Publicado em 16 Mar. 2021 às 09:52, por António Quintas, em Notícias de cinema (Temas: Temporada de prémios, Indústria cinematográfica, Cinema Norte-Americano)
Primeiro foi o escândalo. De repente, a indústria norte-americana do entretenimento descobriu que, desde 2002, não existe um único jornalista de ascendência africana entre os perto de 90 elementos que compõe a Hollywood Foreign Press Association (HFPA), a associação de imprensa estrangeira baseada na área de Los Angeles que, anualmente, organiza a entrega dos prémios de cinema com maior cobertura mediática a seguir aos Óscares.
À composição do restrito grupo que elege os nomeados e vencedores de tão importante evento foi também atribuída a culpa pela falta de diversidade nas escolhas que surgiram nos Globos de Ouro deste ano.
A HFPA reagiu ao enxovalho com a promessa pública de melhorar, mas os grupos de pressão no interior da indústria não ficaram satisfeitos. Após outra onda de críticas, nas redes sociais e na imprensa do setor, foi a vez das agências de representação e relações públicas exercerem a sua forte influência através de um aviso formal de que esperam ver mudanças rápidas e efetivas. Caso isso não se verifique, tencionam recomendar que os seus clientes deixem de participar em conferências de imprensa e entrevistas organizadas pela HFPA.
Uma fonte do setor citada pelo Variety coloca a questão em termos práticos:
Se os nossos clientes recusarem trabalhar com eles, a HFPA deixa de existir. E Sem HFPA não há Globos de Ouro.
Outro grave problema para os organizadores dos Globos de Ouro reside no apoio da NBC a estas reivindicações. O canal produz e transmite a gala de entrega destes prémios através da Dick Clark Productions.
A HFPA é alvo regular de críticas à falta de transparência do seu funcionamento, às barreiras colocadas à inscrição de novos jornalistas, à composição da lista de membros e aos critérios de nomeação e atribuição dos Globos de Ouro.
Uma investigação publicada a 26 de fevereiro pelo Los Angeles Times, em grande parte responsável por iniciar este protesto, fala de membros da associação com mais de 90 anos, de outros que há anos não têm trabalho jornalístico publicado, e de esquemas financeiros envolvendo atividades da HFPA.
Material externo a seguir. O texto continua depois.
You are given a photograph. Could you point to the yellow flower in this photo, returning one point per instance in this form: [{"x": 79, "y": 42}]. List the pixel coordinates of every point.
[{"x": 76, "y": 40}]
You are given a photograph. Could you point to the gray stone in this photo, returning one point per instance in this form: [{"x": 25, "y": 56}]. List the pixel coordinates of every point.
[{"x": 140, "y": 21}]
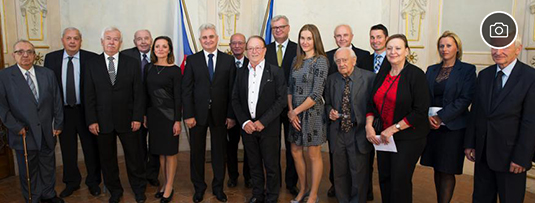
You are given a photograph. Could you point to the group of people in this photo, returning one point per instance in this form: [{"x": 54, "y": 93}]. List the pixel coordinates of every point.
[{"x": 346, "y": 96}]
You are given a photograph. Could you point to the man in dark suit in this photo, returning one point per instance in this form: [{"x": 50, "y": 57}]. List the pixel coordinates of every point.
[
  {"x": 206, "y": 94},
  {"x": 346, "y": 94},
  {"x": 237, "y": 46},
  {"x": 499, "y": 137},
  {"x": 258, "y": 99},
  {"x": 343, "y": 35},
  {"x": 68, "y": 65},
  {"x": 281, "y": 52},
  {"x": 114, "y": 105},
  {"x": 141, "y": 52},
  {"x": 32, "y": 110}
]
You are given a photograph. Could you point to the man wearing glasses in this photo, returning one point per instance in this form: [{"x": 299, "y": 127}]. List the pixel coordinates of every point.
[
  {"x": 32, "y": 110},
  {"x": 258, "y": 97},
  {"x": 281, "y": 52}
]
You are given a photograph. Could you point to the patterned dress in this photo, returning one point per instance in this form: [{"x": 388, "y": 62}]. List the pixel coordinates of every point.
[{"x": 309, "y": 81}]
Até agora, o maior escândalo envolvendo os Globos de Ouro data de 1982 e dizia respeito a Pia Zadora, vencedora do prémio para "atriz revelação" que, dizem as variadas más línguas de Hollywood, terá sido comprado pelo marido bilionário da atriz, Meshulam Riklis. A este ultraje juntam-se polémicas pelo gosto que os membros da HFPA têm pelo contacto próximo com as estrelas e por, alegadamente, receberem incentivos dos estúdios a fim de escolherem os seus filmes.
Apesar de tudo isto, Hollywood, a entidade genérica (e cada vez menos real) com que, por hábito, designamos a indústria norte-americana do entretenimento sediada na Califórnia, tem mantido esta relação de amor-ódio a funcionar com proveito mútuo. A HFPA engole as provocações e piadas que todos os anos infestam as cerimónias de entrega dos seus prémios, em troca do retorno que obtém; e os executivos, cineastas, produtores e atores aceitam ir a jogo pela promoção que este circo lhes proporciona.
Agora, o clima de protesto e pressão nos campos da igualdade de género e paridade racial parece querer mudar, finalmente, tudo isto.
Do lado dos mentores dos Globos de Ouro, o tom é de defesa e luta pela sobrevivência. A 9 de março anunciaram a contratação de consultores para:
Conduzirem uma profunda revisão das políticas da HFPA, rever o processo de admissão, operações e gestão, e proceder a um alinhamento com as melhores práticas da indústria.
Ontem, os administradores da associação emitiram um novo comunicado com as primeiras medidas concretas, destinadas, em primeira análise, a responder à ameaça de boicote. Nesse documento, afirmam ter sido "aprovado por unanimidade um plano para aumentar o número de membros para um mínimo de 100, ainda este ano, com a obrigatoriedade de que de pelo menos 13% do total seja composto por jornalistas negros."